A mixture of (R)-4-benzyl albuterol as a free base (3.2 g, 9.73 mmol) and 10% Pd/C (0.64 g) in 24 mL of ethanol (denatured with 5 vol % 2-propanol) is shaken on a Parr-hydrogenator under 50 psi of hydrogen at room temperature for 3 hours. The catalyst is removed by filtration and the filtrate is concentrated to ca. 9 mL in volume containing crude (R)-albuterol and treated with anhydrous HCl in ether (1.0 M, 9.5 mL, 0.98 eq) at 0°-5°C. After 30 min at room temperature, 9 mL of methyl t-butyl ether (MTBE) is added, the resulting mixture is stirred at room temperature for 30 min and at 0°-5°C for 2 hours.
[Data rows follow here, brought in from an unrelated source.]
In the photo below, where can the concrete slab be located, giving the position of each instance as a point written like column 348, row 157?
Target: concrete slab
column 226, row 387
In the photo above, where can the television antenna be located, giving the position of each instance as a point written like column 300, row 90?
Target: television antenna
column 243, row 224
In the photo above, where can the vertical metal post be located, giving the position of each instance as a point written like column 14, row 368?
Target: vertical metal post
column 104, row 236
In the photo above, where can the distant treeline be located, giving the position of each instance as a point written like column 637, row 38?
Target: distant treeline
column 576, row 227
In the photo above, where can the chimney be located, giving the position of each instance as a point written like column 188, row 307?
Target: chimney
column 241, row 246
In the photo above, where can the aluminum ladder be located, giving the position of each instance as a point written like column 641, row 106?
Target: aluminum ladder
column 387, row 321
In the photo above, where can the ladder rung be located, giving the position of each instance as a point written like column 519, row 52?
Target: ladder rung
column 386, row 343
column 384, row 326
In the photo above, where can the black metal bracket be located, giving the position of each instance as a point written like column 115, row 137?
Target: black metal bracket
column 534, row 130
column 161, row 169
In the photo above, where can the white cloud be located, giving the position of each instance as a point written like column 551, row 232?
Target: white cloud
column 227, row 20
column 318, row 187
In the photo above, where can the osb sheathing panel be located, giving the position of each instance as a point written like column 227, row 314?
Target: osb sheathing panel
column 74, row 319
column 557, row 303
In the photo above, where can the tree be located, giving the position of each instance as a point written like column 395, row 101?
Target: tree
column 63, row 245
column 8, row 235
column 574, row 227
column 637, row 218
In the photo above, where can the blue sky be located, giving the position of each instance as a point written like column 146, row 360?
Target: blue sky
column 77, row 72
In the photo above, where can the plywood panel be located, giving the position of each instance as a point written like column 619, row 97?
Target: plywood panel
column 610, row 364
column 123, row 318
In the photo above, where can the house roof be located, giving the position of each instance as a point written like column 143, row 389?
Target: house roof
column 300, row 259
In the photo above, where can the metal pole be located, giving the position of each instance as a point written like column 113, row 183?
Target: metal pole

The white solid (R)-albuterol hydrochloride is collected by filtration and recrystallized from 25 mL of ethanol and 12.5 mL of MTBE to give pure (R)-albuterol hydrochloride (2.17 g, 80.9% yield, 99.6% purity), white powder.

brand name

Xopenex

Therapeutic Function

Bronchodilator

Pharmacokinetics

It acts by relaxing smooth muscle in the bronchial tubes to increase air flow and relieve acute shortness of breath.

Clinical Use

Beta2 -adrenoceptor agonist:
Reversible airways disease

Drug interactions

Potentially hazardous interactions with other drugs
Increased risk of hypokalaemia when diuretics, theophylline or large doses of corticosteroids are given with high doses of salbutamol.
Antihypertensives: acute hypotension with IV infusion of salbutamol and methyldopa.

Metabolism

Pure (R)-salbutamol formulation known as levosalbutamol is metabolised up to 12 times faster than (S)-salbutamol by intestine.

Metabolism

Salbutamol is subject to first-pass metabolism in the liver and possibly in the gut wall but does not appear to be metabolised in the lung; the main metabolite is the inactive sulphate conjugate.
Salbutamol is rapidly excreted, mainly in the urine, as metabolites and unchanged drug; a smaller proportion is excreted in the faeces.